These are what real doctors use (biochemical parameters). This is what science is. This is how you treat patients. You don't wait for them to die.
Well, why do you (academics) call them "surrogate markers?" Because you don't understand what they are. You aren't well enough trained in science to understand what a P-24 antigen is, and what it means. You are not well enough trained to know what a T-4 cell is. But you're a 'professor of medicine' at UC San Francisco, and you are supposed to be an expert on AIDS, and you 'poo poo' it (biochemical parameters). It doesn't mean anything, right?
The bottom line is that these double-blind, placebo-controlled studies are run by people who don't know much about science.
Let me give you another very classic one. It's done by this guy, Frederick Stare, who was a professor. [Publisher: At Harvard, I believe].

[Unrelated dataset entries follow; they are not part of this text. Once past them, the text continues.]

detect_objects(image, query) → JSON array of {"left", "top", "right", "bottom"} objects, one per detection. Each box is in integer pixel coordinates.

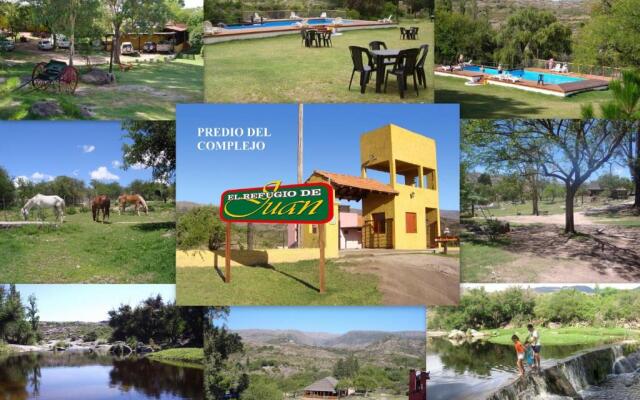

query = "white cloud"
[
  {"left": 31, "top": 172, "right": 54, "bottom": 182},
  {"left": 13, "top": 175, "right": 30, "bottom": 187},
  {"left": 89, "top": 166, "right": 120, "bottom": 181},
  {"left": 131, "top": 163, "right": 149, "bottom": 170}
]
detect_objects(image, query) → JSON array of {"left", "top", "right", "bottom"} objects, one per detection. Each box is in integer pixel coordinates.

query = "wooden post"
[
  {"left": 318, "top": 224, "right": 327, "bottom": 293},
  {"left": 224, "top": 222, "right": 231, "bottom": 283}
]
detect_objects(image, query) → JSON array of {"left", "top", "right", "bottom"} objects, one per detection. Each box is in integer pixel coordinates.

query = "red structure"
[{"left": 409, "top": 369, "right": 429, "bottom": 400}]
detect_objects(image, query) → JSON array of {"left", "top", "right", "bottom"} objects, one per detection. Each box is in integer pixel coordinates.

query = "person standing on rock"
[{"left": 525, "top": 324, "right": 540, "bottom": 371}]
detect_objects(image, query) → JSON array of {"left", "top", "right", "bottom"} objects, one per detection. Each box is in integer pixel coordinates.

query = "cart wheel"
[
  {"left": 59, "top": 66, "right": 78, "bottom": 94},
  {"left": 31, "top": 62, "right": 47, "bottom": 89}
]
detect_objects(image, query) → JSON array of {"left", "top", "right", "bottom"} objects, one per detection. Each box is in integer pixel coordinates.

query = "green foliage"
[
  {"left": 0, "top": 284, "right": 40, "bottom": 344},
  {"left": 176, "top": 206, "right": 225, "bottom": 250},
  {"left": 497, "top": 7, "right": 571, "bottom": 67},
  {"left": 109, "top": 295, "right": 204, "bottom": 347},
  {"left": 435, "top": 9, "right": 496, "bottom": 65},
  {"left": 0, "top": 167, "right": 16, "bottom": 206},
  {"left": 122, "top": 120, "right": 176, "bottom": 183},
  {"left": 333, "top": 354, "right": 360, "bottom": 379}
]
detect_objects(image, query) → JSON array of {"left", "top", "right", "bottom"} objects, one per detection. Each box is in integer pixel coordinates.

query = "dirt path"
[
  {"left": 341, "top": 253, "right": 460, "bottom": 305},
  {"left": 497, "top": 211, "right": 593, "bottom": 225},
  {"left": 478, "top": 222, "right": 640, "bottom": 283}
]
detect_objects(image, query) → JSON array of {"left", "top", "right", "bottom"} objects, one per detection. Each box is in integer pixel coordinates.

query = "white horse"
[{"left": 20, "top": 193, "right": 65, "bottom": 223}]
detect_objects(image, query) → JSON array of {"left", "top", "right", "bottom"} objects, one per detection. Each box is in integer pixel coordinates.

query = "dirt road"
[{"left": 340, "top": 251, "right": 460, "bottom": 305}]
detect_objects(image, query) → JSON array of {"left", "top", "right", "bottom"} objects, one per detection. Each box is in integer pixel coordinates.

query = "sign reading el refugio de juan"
[{"left": 220, "top": 181, "right": 333, "bottom": 224}]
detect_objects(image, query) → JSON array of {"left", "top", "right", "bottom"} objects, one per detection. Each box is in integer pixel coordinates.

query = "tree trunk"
[
  {"left": 631, "top": 130, "right": 640, "bottom": 209},
  {"left": 564, "top": 185, "right": 577, "bottom": 233}
]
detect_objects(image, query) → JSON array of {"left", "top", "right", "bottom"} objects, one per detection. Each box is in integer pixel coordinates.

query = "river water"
[
  {"left": 0, "top": 352, "right": 204, "bottom": 400},
  {"left": 427, "top": 338, "right": 596, "bottom": 400}
]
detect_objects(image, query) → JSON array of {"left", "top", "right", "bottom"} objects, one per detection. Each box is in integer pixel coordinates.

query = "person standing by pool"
[
  {"left": 525, "top": 324, "right": 540, "bottom": 371},
  {"left": 511, "top": 335, "right": 524, "bottom": 376}
]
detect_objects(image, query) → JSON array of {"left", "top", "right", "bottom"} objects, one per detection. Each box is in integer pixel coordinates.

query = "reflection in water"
[
  {"left": 427, "top": 338, "right": 586, "bottom": 400},
  {"left": 0, "top": 353, "right": 204, "bottom": 400}
]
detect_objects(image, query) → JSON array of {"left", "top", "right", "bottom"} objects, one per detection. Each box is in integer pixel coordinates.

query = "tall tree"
[
  {"left": 602, "top": 70, "right": 640, "bottom": 209},
  {"left": 464, "top": 119, "right": 627, "bottom": 233},
  {"left": 104, "top": 0, "right": 169, "bottom": 71},
  {"left": 122, "top": 121, "right": 176, "bottom": 184},
  {"left": 497, "top": 7, "right": 571, "bottom": 66}
]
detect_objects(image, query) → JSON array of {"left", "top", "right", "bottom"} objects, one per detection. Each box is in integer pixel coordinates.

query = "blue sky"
[
  {"left": 218, "top": 306, "right": 426, "bottom": 333},
  {"left": 0, "top": 121, "right": 151, "bottom": 185},
  {"left": 14, "top": 285, "right": 175, "bottom": 322},
  {"left": 177, "top": 104, "right": 460, "bottom": 210}
]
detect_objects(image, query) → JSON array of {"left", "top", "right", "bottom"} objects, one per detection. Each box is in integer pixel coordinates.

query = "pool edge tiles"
[
  {"left": 203, "top": 20, "right": 398, "bottom": 44},
  {"left": 434, "top": 68, "right": 609, "bottom": 97}
]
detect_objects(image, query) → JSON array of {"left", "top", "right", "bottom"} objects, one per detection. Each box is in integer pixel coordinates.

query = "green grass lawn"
[
  {"left": 147, "top": 347, "right": 204, "bottom": 365},
  {"left": 0, "top": 202, "right": 175, "bottom": 283},
  {"left": 484, "top": 327, "right": 640, "bottom": 346},
  {"left": 204, "top": 21, "right": 433, "bottom": 103},
  {"left": 176, "top": 260, "right": 382, "bottom": 305},
  {"left": 435, "top": 76, "right": 611, "bottom": 119},
  {"left": 0, "top": 57, "right": 203, "bottom": 120},
  {"left": 460, "top": 240, "right": 516, "bottom": 282}
]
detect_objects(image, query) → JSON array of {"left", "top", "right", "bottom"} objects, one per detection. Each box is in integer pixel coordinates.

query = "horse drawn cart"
[{"left": 30, "top": 60, "right": 79, "bottom": 94}]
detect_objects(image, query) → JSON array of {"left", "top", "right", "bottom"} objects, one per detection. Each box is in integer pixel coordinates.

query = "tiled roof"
[
  {"left": 304, "top": 376, "right": 338, "bottom": 393},
  {"left": 313, "top": 170, "right": 398, "bottom": 194}
]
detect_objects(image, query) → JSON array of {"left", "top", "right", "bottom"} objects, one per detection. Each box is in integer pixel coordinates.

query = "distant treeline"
[
  {"left": 109, "top": 295, "right": 205, "bottom": 347},
  {"left": 429, "top": 287, "right": 640, "bottom": 330},
  {"left": 204, "top": 0, "right": 435, "bottom": 24},
  {"left": 0, "top": 167, "right": 175, "bottom": 208}
]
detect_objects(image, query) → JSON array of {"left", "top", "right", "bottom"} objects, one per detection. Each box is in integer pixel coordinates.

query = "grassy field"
[
  {"left": 0, "top": 57, "right": 204, "bottom": 120},
  {"left": 176, "top": 260, "right": 382, "bottom": 305},
  {"left": 204, "top": 20, "right": 433, "bottom": 103},
  {"left": 484, "top": 327, "right": 640, "bottom": 346},
  {"left": 147, "top": 347, "right": 204, "bottom": 365},
  {"left": 435, "top": 76, "right": 611, "bottom": 119},
  {"left": 0, "top": 202, "right": 175, "bottom": 283}
]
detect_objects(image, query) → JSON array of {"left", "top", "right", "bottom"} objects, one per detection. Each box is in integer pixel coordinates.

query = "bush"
[{"left": 82, "top": 331, "right": 98, "bottom": 342}]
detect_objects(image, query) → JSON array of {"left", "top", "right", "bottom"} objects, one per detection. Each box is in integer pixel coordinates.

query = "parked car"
[
  {"left": 56, "top": 35, "right": 71, "bottom": 49},
  {"left": 156, "top": 40, "right": 173, "bottom": 53},
  {"left": 142, "top": 42, "right": 157, "bottom": 53},
  {"left": 0, "top": 37, "right": 16, "bottom": 51},
  {"left": 38, "top": 38, "right": 53, "bottom": 50}
]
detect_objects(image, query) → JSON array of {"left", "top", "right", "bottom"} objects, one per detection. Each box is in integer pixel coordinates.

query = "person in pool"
[
  {"left": 526, "top": 324, "right": 540, "bottom": 371},
  {"left": 511, "top": 335, "right": 524, "bottom": 376}
]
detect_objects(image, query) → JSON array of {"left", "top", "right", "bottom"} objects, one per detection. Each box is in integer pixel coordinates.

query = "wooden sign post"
[{"left": 220, "top": 181, "right": 334, "bottom": 293}]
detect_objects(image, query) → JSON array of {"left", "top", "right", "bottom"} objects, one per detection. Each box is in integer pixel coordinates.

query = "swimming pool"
[
  {"left": 225, "top": 18, "right": 353, "bottom": 29},
  {"left": 464, "top": 65, "right": 585, "bottom": 85}
]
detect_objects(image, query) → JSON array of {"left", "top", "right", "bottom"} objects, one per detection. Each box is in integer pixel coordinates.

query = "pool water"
[
  {"left": 464, "top": 65, "right": 584, "bottom": 85},
  {"left": 226, "top": 18, "right": 353, "bottom": 29}
]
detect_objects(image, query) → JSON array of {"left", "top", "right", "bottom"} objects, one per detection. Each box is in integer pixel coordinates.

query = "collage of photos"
[{"left": 0, "top": 0, "right": 640, "bottom": 400}]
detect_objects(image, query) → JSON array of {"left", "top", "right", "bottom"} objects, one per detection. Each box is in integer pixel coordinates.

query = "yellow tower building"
[{"left": 302, "top": 124, "right": 440, "bottom": 250}]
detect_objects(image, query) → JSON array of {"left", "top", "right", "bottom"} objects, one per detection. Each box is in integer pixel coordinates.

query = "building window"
[
  {"left": 372, "top": 213, "right": 387, "bottom": 233},
  {"left": 406, "top": 213, "right": 418, "bottom": 233}
]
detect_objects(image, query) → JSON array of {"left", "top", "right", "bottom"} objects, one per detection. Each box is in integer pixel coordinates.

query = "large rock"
[
  {"left": 80, "top": 68, "right": 113, "bottom": 85},
  {"left": 30, "top": 100, "right": 64, "bottom": 118}
]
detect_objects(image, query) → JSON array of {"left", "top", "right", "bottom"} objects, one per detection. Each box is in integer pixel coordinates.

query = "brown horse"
[
  {"left": 118, "top": 194, "right": 149, "bottom": 215},
  {"left": 91, "top": 195, "right": 111, "bottom": 224}
]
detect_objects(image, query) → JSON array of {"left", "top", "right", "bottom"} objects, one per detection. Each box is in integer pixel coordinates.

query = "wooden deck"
[{"left": 435, "top": 67, "right": 611, "bottom": 97}]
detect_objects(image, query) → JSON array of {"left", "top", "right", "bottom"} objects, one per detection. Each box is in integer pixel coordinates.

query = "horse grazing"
[
  {"left": 91, "top": 195, "right": 111, "bottom": 224},
  {"left": 118, "top": 194, "right": 149, "bottom": 216},
  {"left": 20, "top": 193, "right": 65, "bottom": 223}
]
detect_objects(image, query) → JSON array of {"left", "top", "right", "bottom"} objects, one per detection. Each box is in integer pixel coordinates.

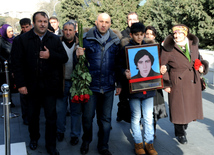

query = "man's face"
[
  {"left": 7, "top": 27, "right": 13, "bottom": 38},
  {"left": 95, "top": 14, "right": 111, "bottom": 35},
  {"left": 145, "top": 29, "right": 155, "bottom": 40},
  {"left": 33, "top": 13, "right": 48, "bottom": 36},
  {"left": 49, "top": 19, "right": 59, "bottom": 31},
  {"left": 62, "top": 25, "right": 76, "bottom": 42},
  {"left": 137, "top": 55, "right": 152, "bottom": 77},
  {"left": 21, "top": 24, "right": 32, "bottom": 33},
  {"left": 130, "top": 32, "right": 144, "bottom": 45},
  {"left": 127, "top": 14, "right": 139, "bottom": 27}
]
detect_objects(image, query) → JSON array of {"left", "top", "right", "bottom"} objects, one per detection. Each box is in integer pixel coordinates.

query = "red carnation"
[
  {"left": 79, "top": 95, "right": 85, "bottom": 102},
  {"left": 71, "top": 95, "right": 79, "bottom": 103},
  {"left": 194, "top": 59, "right": 202, "bottom": 71},
  {"left": 84, "top": 94, "right": 90, "bottom": 103}
]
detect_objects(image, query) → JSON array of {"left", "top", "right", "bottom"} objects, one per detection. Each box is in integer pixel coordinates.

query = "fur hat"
[{"left": 172, "top": 24, "right": 189, "bottom": 36}]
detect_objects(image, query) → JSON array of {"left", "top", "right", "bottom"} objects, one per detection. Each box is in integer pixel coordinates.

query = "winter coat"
[
  {"left": 12, "top": 29, "right": 68, "bottom": 95},
  {"left": 121, "top": 26, "right": 131, "bottom": 38},
  {"left": 161, "top": 34, "right": 208, "bottom": 124},
  {"left": 0, "top": 37, "right": 12, "bottom": 71},
  {"left": 83, "top": 27, "right": 121, "bottom": 93}
]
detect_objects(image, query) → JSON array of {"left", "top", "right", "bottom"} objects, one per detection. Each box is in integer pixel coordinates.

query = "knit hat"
[{"left": 172, "top": 24, "right": 189, "bottom": 36}]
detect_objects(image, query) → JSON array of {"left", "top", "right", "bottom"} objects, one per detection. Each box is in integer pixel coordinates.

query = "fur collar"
[
  {"left": 83, "top": 27, "right": 123, "bottom": 39},
  {"left": 163, "top": 33, "right": 199, "bottom": 52}
]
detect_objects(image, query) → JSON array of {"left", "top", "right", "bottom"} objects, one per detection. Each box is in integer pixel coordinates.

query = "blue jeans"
[
  {"left": 82, "top": 91, "right": 114, "bottom": 151},
  {"left": 56, "top": 81, "right": 82, "bottom": 137},
  {"left": 129, "top": 97, "right": 154, "bottom": 144}
]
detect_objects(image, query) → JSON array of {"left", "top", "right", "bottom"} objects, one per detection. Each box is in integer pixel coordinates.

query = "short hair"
[
  {"left": 48, "top": 22, "right": 55, "bottom": 33},
  {"left": 49, "top": 16, "right": 59, "bottom": 21},
  {"left": 63, "top": 20, "right": 76, "bottom": 30},
  {"left": 145, "top": 26, "right": 157, "bottom": 37},
  {"left": 130, "top": 22, "right": 145, "bottom": 34},
  {"left": 127, "top": 12, "right": 138, "bottom": 19},
  {"left": 33, "top": 11, "right": 48, "bottom": 23},
  {"left": 19, "top": 18, "right": 31, "bottom": 26},
  {"left": 134, "top": 49, "right": 154, "bottom": 66}
]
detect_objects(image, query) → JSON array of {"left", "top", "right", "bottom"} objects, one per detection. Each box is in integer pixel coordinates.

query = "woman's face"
[
  {"left": 145, "top": 29, "right": 155, "bottom": 40},
  {"left": 137, "top": 55, "right": 152, "bottom": 77},
  {"left": 174, "top": 32, "right": 186, "bottom": 42},
  {"left": 7, "top": 27, "right": 13, "bottom": 38}
]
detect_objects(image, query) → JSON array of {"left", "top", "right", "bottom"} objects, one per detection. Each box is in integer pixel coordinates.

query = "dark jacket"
[
  {"left": 161, "top": 34, "right": 208, "bottom": 124},
  {"left": 12, "top": 29, "right": 68, "bottom": 95},
  {"left": 83, "top": 27, "right": 120, "bottom": 93},
  {"left": 121, "top": 39, "right": 155, "bottom": 99},
  {"left": 121, "top": 26, "right": 131, "bottom": 38},
  {"left": 0, "top": 37, "right": 12, "bottom": 71}
]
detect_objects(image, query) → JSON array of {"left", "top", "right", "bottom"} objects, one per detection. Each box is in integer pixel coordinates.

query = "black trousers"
[
  {"left": 20, "top": 94, "right": 28, "bottom": 120},
  {"left": 174, "top": 124, "right": 188, "bottom": 136},
  {"left": 27, "top": 90, "right": 57, "bottom": 148}
]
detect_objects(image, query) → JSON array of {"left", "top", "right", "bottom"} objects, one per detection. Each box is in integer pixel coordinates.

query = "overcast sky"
[{"left": 0, "top": 0, "right": 50, "bottom": 12}]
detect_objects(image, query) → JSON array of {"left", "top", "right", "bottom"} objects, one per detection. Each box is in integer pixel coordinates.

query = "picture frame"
[{"left": 125, "top": 44, "right": 163, "bottom": 93}]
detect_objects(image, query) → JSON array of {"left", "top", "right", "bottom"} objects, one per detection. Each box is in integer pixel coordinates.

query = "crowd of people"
[{"left": 0, "top": 11, "right": 208, "bottom": 155}]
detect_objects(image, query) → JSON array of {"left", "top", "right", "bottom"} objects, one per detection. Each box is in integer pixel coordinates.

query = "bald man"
[{"left": 76, "top": 13, "right": 121, "bottom": 155}]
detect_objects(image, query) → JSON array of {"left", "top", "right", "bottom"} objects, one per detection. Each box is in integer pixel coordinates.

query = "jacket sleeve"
[
  {"left": 11, "top": 37, "right": 26, "bottom": 88},
  {"left": 161, "top": 49, "right": 172, "bottom": 88}
]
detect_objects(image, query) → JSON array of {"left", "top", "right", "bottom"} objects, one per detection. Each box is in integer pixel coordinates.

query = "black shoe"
[
  {"left": 23, "top": 118, "right": 29, "bottom": 125},
  {"left": 177, "top": 136, "right": 187, "bottom": 144},
  {"left": 56, "top": 132, "right": 64, "bottom": 142},
  {"left": 116, "top": 116, "right": 122, "bottom": 122},
  {"left": 80, "top": 142, "right": 89, "bottom": 154},
  {"left": 70, "top": 137, "right": 79, "bottom": 146},
  {"left": 47, "top": 148, "right": 59, "bottom": 155},
  {"left": 99, "top": 149, "right": 112, "bottom": 155},
  {"left": 29, "top": 140, "right": 38, "bottom": 150}
]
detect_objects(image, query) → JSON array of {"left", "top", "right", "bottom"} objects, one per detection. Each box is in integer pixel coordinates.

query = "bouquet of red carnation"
[
  {"left": 194, "top": 59, "right": 202, "bottom": 71},
  {"left": 70, "top": 22, "right": 92, "bottom": 103}
]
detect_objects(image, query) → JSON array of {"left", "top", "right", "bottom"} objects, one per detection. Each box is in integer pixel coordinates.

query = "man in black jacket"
[
  {"left": 12, "top": 12, "right": 68, "bottom": 155},
  {"left": 116, "top": 12, "right": 139, "bottom": 122}
]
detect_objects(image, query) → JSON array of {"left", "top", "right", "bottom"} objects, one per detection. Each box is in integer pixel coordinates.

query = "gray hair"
[{"left": 63, "top": 20, "right": 76, "bottom": 31}]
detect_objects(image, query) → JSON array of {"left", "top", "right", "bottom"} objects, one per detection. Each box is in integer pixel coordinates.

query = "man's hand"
[
  {"left": 164, "top": 87, "right": 171, "bottom": 93},
  {"left": 160, "top": 65, "right": 167, "bottom": 74},
  {"left": 39, "top": 46, "right": 50, "bottom": 59},
  {"left": 18, "top": 87, "right": 28, "bottom": 95},
  {"left": 125, "top": 69, "right": 131, "bottom": 80},
  {"left": 76, "top": 47, "right": 85, "bottom": 58},
  {"left": 115, "top": 88, "right": 121, "bottom": 96}
]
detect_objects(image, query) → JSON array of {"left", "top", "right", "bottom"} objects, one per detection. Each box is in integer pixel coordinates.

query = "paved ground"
[{"left": 0, "top": 85, "right": 214, "bottom": 155}]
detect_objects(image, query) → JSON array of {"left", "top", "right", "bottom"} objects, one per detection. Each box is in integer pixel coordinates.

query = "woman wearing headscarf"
[
  {"left": 0, "top": 24, "right": 15, "bottom": 107},
  {"left": 161, "top": 24, "right": 208, "bottom": 144}
]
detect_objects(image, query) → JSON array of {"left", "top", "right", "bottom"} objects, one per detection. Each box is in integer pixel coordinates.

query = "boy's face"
[{"left": 130, "top": 32, "right": 144, "bottom": 45}]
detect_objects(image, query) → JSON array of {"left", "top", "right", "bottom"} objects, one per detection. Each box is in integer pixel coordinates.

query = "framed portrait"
[{"left": 125, "top": 44, "right": 163, "bottom": 93}]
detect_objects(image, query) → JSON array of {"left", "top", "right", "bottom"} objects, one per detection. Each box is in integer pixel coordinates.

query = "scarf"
[
  {"left": 95, "top": 27, "right": 110, "bottom": 44},
  {"left": 0, "top": 24, "right": 14, "bottom": 44}
]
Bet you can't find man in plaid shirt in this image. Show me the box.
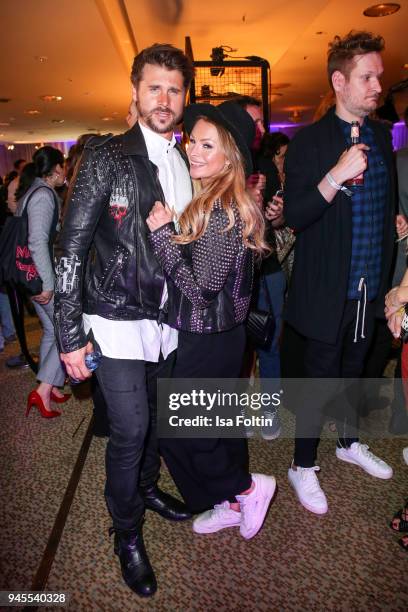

G: Oh, I know, the "nutrition doctor" that said vitamins are no good?
L: Right.
G: He said, "Chocolate chip cookies are good (for you)?"
L: Chocolate chip cookies. Sugar is good for you.
G: He's a scandal.
L: But he's a classic.
G: Right. But everyone cites him, right?
L: Oh yeah, yeah. But that's the bottom line. That's what it's all about. So these are the kind of people you get, and they are being used by the drug companies because, who cares? It's the same kind of thing. "I don't care if the thing works; I just want to make money on it." So that's what's happened.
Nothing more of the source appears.